Si te miraras al espejo ¿reconocerías que existe detrás de tu mirada, que vivencias marcaron los surcos en tu piel, cuáles creencias denota tu frente, qué cargas invisibles sostienen tus hombros?

Aunque la sabiduría se compone de una educación formal y pragmática, el otro 50% procede del conocimiento de nosotros mismos. Y éste último pocos lo tienen. La existencia superficial de nuestra vida actual, el propio terror a enfrentar situaciones que no nos gustan, el eterno hedonismo, la multiplicidad de tareas triviales y la imposición del concepto de éxito que impulsan los medios de comunicación, apagan cada vez más nuestra propia voz interior.

Así deambulamos sin sentido ni guía, perseguimos los sueños de otros, adormecemos la incertidumbre y dolor, pero también la propia pasión. Olvidamos nuestra esencia y nos dejamos llevar por una vida de placeres insustanciales, de falacia y apariencias. No de rencuentro con lo que realmente somos, no con la certidumbre y valor de nuestras raíces, creencias e historia. No con la autenticidad de quien sabe quién es, qué quiere y para qué está aquí…

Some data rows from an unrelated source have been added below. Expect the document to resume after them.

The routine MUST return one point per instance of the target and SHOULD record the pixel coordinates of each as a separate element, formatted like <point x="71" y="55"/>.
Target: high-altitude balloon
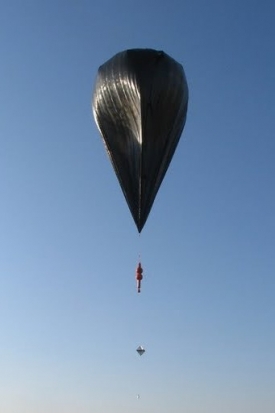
<point x="140" y="104"/>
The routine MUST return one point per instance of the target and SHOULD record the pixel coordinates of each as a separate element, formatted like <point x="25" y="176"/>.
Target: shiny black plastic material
<point x="140" y="104"/>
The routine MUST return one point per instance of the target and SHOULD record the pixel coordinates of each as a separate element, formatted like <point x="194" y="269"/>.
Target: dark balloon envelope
<point x="140" y="104"/>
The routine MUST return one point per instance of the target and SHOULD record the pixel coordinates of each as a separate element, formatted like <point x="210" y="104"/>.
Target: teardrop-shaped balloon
<point x="140" y="104"/>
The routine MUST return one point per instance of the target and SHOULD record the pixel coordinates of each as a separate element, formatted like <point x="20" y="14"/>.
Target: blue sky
<point x="70" y="316"/>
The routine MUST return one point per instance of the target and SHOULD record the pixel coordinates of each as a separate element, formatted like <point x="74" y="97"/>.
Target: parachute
<point x="140" y="104"/>
<point x="140" y="350"/>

Quien no se conoce escribe una historia diferente a la suya. Rehúye de sus temores, se hace sordo a su propia voz, asimila sin gran convicción que todo perece y la vida se compone de instantes, hace triunfar al placer instantáneo sobre los valores y el sentido de lealtad.

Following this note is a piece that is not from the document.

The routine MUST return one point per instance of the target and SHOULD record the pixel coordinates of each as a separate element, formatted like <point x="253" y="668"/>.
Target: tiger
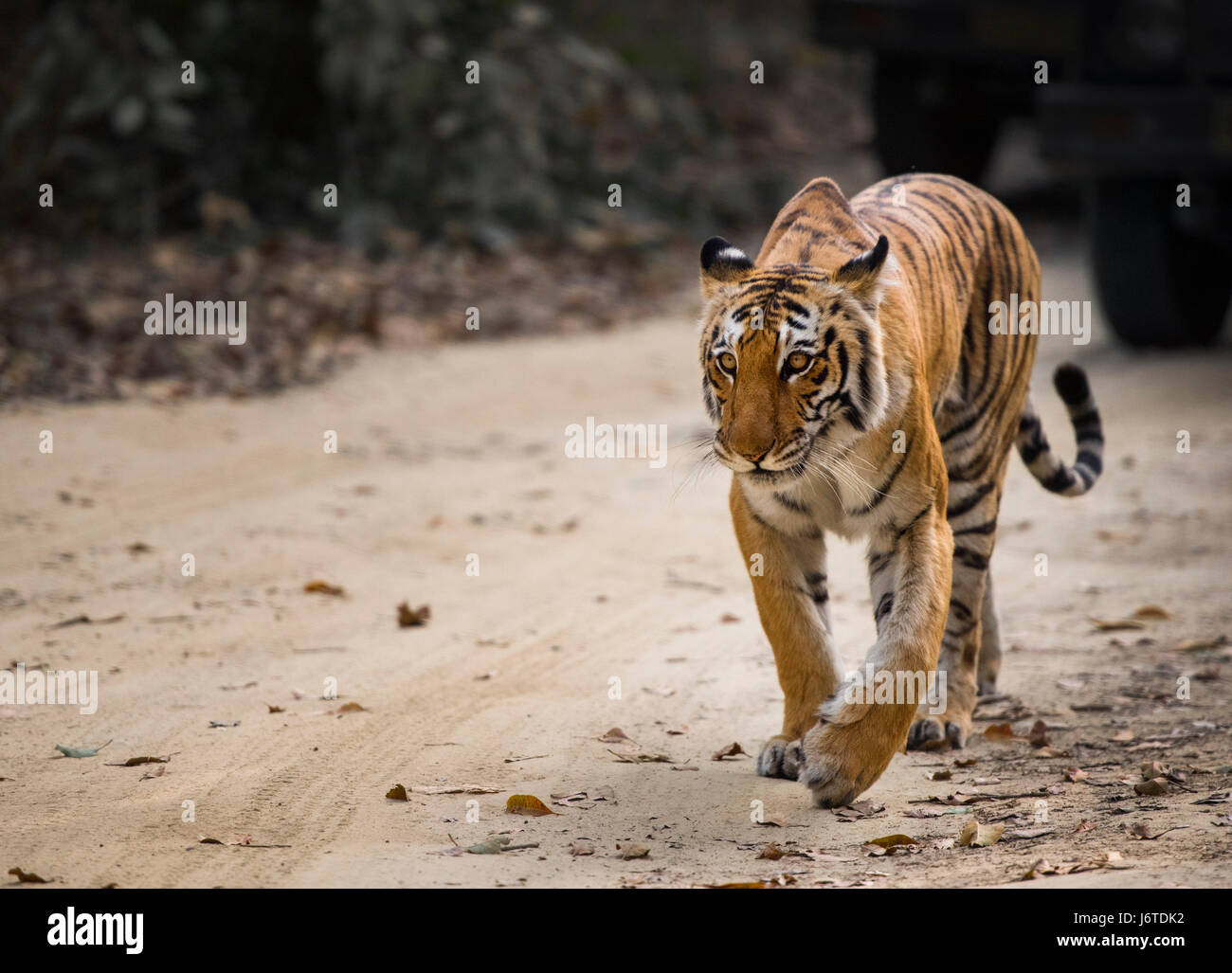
<point x="857" y="387"/>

Quien no sabe quién es, tranquilamente cree que el proverbio de “muera el rey, viva el rey”, es el dogma a seguir para no enfrentar rechazos o dudas, quien desconoce su esencia se convierte en veleta, en mitómano, en un engaño. Se pisotea a sí mismo y por ende carece de respeto hacia los demás.

Pero, ¿qué es conocerse? Es aceptarse como un ser único, como un ser que responde a una misión que nadie más que él mismo puede hacer en esta vida, conoce sus limitaciones, sabe de sus sombras, miedos y defectos, pero también ha probado ser todo lo que ama y admira en otros.

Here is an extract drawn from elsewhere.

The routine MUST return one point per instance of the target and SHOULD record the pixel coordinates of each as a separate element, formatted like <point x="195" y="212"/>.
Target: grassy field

Conocerse a sí mismo es cavilar sobre situaciones cruciales, sobre las decisiones que toma, es ahondar en la racionalidad y emoción de sus filias y fobias, pero también es tener la grandeza de perdonarse.

¿Quién eres? No eres un hombre o mujer, no la profesión que ejerces ni los estudios que tienes, no eres una edad o nacionalidad, no eres el rol que juegas. Eres un ser único lleno de convicciones, destellos, dones y habilidades. Un ser único que vino a esta Tierra, a esta vida a dar algo único a los otros. ¿Para qué vives, cuál es el Contrato Sagrado que tienes?

La respuesta no es inmediata, pero si cada día logras vislumbrar más sobre ella, pronto encontrarás que cada acto que realizas, por más trivial que parezca, pasa de la nebulosa del inconsciente a la conciencia. Hallarás entonces que nada en ti es fortuito. Todo es parte de un plan sagrado en el que tú escribes tu propia historia.